Mr. Goulburn brought forward his financial statement in a committee of ways and means on the 27th of September. He first stated what was wanted, showing that the house was called on to provide for a deficiency of £2,467,432. This sum, he said, did not differ materially from the deficiency anticipated by his predecessor; and to meet it he proposed funding a portion of the unfunded debt. He had, indeed, already made proposals to the public, which, he said, had been completely successful; the subscription he had obtained would enable him to give the requisite relief. The sum subscribed exceeded £3,500,000; and the terms he had offered were not higher than those offered by Mr. Spring Rice in 1838. The bonus would be found to be about 18s. 10d. per cent.
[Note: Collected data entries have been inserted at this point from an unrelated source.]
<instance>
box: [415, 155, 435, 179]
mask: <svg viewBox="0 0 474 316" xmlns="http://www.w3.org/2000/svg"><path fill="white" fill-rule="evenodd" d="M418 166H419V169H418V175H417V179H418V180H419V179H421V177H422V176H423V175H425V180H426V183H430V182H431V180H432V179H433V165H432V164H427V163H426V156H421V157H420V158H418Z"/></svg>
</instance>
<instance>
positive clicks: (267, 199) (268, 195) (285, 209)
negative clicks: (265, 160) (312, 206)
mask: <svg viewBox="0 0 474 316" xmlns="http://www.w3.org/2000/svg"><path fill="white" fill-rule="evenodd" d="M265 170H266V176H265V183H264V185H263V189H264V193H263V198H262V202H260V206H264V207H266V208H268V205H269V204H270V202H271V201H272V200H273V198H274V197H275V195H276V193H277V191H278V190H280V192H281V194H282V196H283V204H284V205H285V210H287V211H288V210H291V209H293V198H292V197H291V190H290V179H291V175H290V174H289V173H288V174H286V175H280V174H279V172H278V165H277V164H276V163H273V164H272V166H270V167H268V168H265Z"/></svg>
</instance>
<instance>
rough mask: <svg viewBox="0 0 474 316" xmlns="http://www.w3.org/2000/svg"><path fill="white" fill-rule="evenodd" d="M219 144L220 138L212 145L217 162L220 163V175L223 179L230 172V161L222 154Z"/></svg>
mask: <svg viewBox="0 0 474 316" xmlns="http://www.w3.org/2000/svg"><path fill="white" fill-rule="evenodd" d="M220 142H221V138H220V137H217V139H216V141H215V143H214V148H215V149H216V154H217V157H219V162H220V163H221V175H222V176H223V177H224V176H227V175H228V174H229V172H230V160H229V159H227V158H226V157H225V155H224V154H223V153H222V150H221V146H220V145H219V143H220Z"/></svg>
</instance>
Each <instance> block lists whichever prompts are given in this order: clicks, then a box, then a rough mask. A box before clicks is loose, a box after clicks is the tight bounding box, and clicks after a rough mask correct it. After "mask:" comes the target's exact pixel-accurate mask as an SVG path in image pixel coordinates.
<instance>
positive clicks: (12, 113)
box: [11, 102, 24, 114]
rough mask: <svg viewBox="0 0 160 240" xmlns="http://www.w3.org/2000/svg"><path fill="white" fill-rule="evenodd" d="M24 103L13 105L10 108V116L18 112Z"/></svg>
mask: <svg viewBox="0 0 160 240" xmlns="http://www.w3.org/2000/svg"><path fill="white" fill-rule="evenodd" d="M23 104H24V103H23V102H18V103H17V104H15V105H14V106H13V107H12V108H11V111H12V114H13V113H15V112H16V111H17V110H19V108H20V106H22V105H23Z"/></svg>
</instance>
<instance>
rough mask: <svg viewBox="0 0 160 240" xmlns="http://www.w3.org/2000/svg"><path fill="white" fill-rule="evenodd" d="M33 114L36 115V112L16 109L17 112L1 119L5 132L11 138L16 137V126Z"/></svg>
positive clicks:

With respect to the requisite supply, immediate taxation was out of the question; and he should therefore propose a mode of supply, which as a permanent resource he should deprecate, by an issue of exchequer-bills or a sale of stock, at the option of government. He suggested this alternative method, in order that the market might not be presently flooded again with a quantity of exchequer-bills equal to that from which it had just been relieved. Mr. Goulburn concluded by moving a resolution in accordance with the plan which he had explained, for funding the recent subscriptions in three per cent, consols. This proposition met with considerable opposition from Mr. Baring and other members; but the resolutions necessary for carrying it out were, nevertheless, passed without a division.